Her eyes are hollow, her expression vacant. She has the most unflawed peaches-and-cream complexion I believe I’ve ever seen, but the peaches seemed to have disappeared and now she is all cream, white as a ghost. She doesn’t look at me when we speak; she looks past me or through me, but never at me. She looks down much of the time, at her feet, her hands, anything to avoid another’s gaze.

And then, standing there in the dining room, her face drains of every last bit of color. It happens in an instant, the light seeping through the open drapes highlighting that way Mia’s body lurches upright and then sags at the shoulders, her hand falling from the image of Tuscany to her abdomen in one swift movement. Her chin drops to her chest, her breathing becomes hoarse. I lay a hand on her skinny—too skinny, I can feel bones—back and wait. But I don’t wait long; I’m impatient. “Mia, honey,” I say, but she’s already telling me that she’s okay, she’s fine, and I’m certain it’s the coffee.

“What happened?”

She shrugs. Her hand is glued to the abdomen and I know she doesn’t feel well. Her body has begun a retreat from the dining room. “I’m tired, that’s all. I just need to go lie down,” she says and I make a mental note to rid the house of all traces of caffeine before she wakes up from her nap.

Gabe

Before

“You’re not an easy man to find,” I say as he welcomes me into his work space. It’s more of a cubicle than an office, but with higher walls than normal, offering a minimal amount of privacy. There’s only one chair—his—and so I stand at the entrance to the cube, cocked at an angle against the pliable wall.

“I didn’t know someone was trying to find me.”

My first impression is he’s a pompous ass, much like myself years ago, before I realized I was more full of myself than I should be. He’s a big man, husky, though not necessarily tall. I’m certain he works out, drinks protein shakes, maybe uses steroids? I’ll jot this down in my notes, but for now, I’d hate to have him catch me making these assumptions.

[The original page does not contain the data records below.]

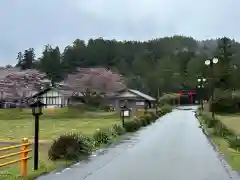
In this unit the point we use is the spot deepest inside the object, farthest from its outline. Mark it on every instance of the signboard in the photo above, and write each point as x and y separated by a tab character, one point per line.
125	113
140	103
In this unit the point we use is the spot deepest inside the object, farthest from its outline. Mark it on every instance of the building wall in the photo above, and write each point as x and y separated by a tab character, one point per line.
54	99
137	103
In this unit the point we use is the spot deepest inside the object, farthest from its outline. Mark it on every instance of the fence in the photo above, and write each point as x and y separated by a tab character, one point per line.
23	156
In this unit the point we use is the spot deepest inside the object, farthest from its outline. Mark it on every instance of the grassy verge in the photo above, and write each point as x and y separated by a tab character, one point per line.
231	122
51	127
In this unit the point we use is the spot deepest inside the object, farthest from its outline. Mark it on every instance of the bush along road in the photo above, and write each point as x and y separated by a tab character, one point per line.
73	147
173	148
215	129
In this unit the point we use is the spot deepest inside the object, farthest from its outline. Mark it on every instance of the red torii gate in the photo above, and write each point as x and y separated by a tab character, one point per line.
190	94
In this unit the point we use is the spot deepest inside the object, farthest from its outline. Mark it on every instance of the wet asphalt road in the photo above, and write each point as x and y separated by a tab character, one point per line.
173	148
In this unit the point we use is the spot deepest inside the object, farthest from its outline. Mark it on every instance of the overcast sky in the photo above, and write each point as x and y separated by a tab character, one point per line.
34	23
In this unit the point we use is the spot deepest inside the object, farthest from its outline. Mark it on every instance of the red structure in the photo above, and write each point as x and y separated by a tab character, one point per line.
190	94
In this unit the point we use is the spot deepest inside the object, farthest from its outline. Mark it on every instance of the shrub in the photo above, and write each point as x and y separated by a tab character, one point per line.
234	142
70	147
101	136
168	99
143	121
118	129
224	102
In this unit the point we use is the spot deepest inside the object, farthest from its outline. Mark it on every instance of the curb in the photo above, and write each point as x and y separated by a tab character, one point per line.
234	175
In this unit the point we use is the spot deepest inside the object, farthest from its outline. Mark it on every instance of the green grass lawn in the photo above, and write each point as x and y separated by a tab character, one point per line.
232	156
232	121
15	124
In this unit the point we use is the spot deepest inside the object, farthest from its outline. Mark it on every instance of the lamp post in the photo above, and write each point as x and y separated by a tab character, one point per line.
36	111
201	86
125	112
210	63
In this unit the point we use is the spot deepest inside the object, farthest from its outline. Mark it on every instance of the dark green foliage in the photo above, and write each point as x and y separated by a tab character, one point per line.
102	136
73	146
234	142
70	147
224	102
165	109
168	99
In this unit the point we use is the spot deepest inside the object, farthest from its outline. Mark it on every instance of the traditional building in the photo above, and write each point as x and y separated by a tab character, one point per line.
134	99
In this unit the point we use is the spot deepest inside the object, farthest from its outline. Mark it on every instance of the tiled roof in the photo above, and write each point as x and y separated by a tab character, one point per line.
145	96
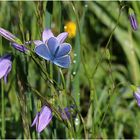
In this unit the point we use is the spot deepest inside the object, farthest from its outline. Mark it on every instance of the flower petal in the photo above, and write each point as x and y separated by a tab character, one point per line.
61	37
6	74
63	62
53	45
43	51
64	49
47	33
19	47
137	96
35	120
6	34
38	42
44	118
5	64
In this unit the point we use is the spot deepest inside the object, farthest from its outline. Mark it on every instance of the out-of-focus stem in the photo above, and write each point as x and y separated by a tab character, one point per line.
2	112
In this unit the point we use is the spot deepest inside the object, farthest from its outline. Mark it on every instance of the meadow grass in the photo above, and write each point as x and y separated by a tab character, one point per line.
105	60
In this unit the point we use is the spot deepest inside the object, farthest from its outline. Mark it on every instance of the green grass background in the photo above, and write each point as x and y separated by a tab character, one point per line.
101	86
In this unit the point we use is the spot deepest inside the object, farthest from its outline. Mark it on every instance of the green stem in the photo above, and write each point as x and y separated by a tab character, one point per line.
2	111
107	45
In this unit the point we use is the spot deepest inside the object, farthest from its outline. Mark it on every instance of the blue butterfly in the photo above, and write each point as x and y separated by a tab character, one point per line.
54	51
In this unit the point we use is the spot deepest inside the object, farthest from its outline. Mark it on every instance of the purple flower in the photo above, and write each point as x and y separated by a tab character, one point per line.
68	112
21	48
5	66
132	19
47	34
137	96
42	118
53	49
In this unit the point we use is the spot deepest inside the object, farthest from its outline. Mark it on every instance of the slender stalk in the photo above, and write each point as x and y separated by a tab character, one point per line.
2	111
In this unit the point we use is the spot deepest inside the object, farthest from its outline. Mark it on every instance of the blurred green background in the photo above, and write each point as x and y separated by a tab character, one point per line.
100	77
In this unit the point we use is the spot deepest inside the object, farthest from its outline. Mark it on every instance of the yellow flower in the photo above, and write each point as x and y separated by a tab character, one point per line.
70	27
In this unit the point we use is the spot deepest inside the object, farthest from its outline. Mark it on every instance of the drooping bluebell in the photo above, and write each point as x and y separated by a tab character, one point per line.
137	96
133	20
42	118
5	66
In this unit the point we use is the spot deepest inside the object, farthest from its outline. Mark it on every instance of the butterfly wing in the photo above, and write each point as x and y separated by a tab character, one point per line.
53	45
43	51
63	50
63	62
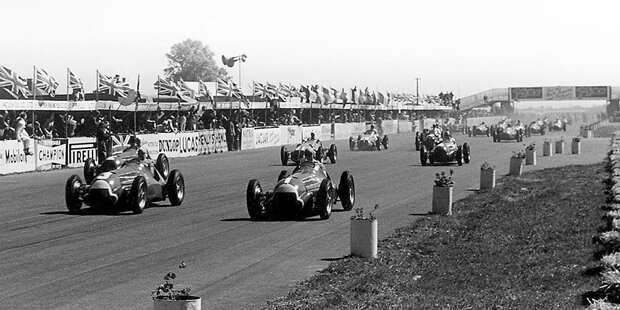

I might get my ass kicked.

“You know Mia Dennett?” I ask.

“That depends.” He turns around in his swivel chair, finishes typing an email with his back to me.

“On what?”

“On who wants to know.”

I’m not too eager to play this game. “I do,” I say, saving my trump card until later.

“And you are?”

“Looking for Mia Dennett,” I respond.

I can see myself in this guy, though he can barely be twenty-four or twenty-five years old, just out of college, still believing the world rotates around him. “If you say so.” I, however, am on the cusp of fifty, and just this morning noticed the first few strands of gray hair. I’m certain I have Judge Dennett to thank for them.

He continues the email. What the hell, I think. He couldn’t care less that I’m standing here, waiting to talk to him. I peer over his shoulder to have a look. It’s about college football, sent to a recipient by the user name dago82. My mother is Italian—hence the dark hair and eyes I’m certain all women are wooed by—and so I take the derogatory name as an insult against my people, though I’ve never been to Italy and don’t know a single word in Italian. I’m just looking for another reason not to like this guy. “Must be a busy day,” I comment and he seems peeved that I’m reading his email. He minimizes the screen.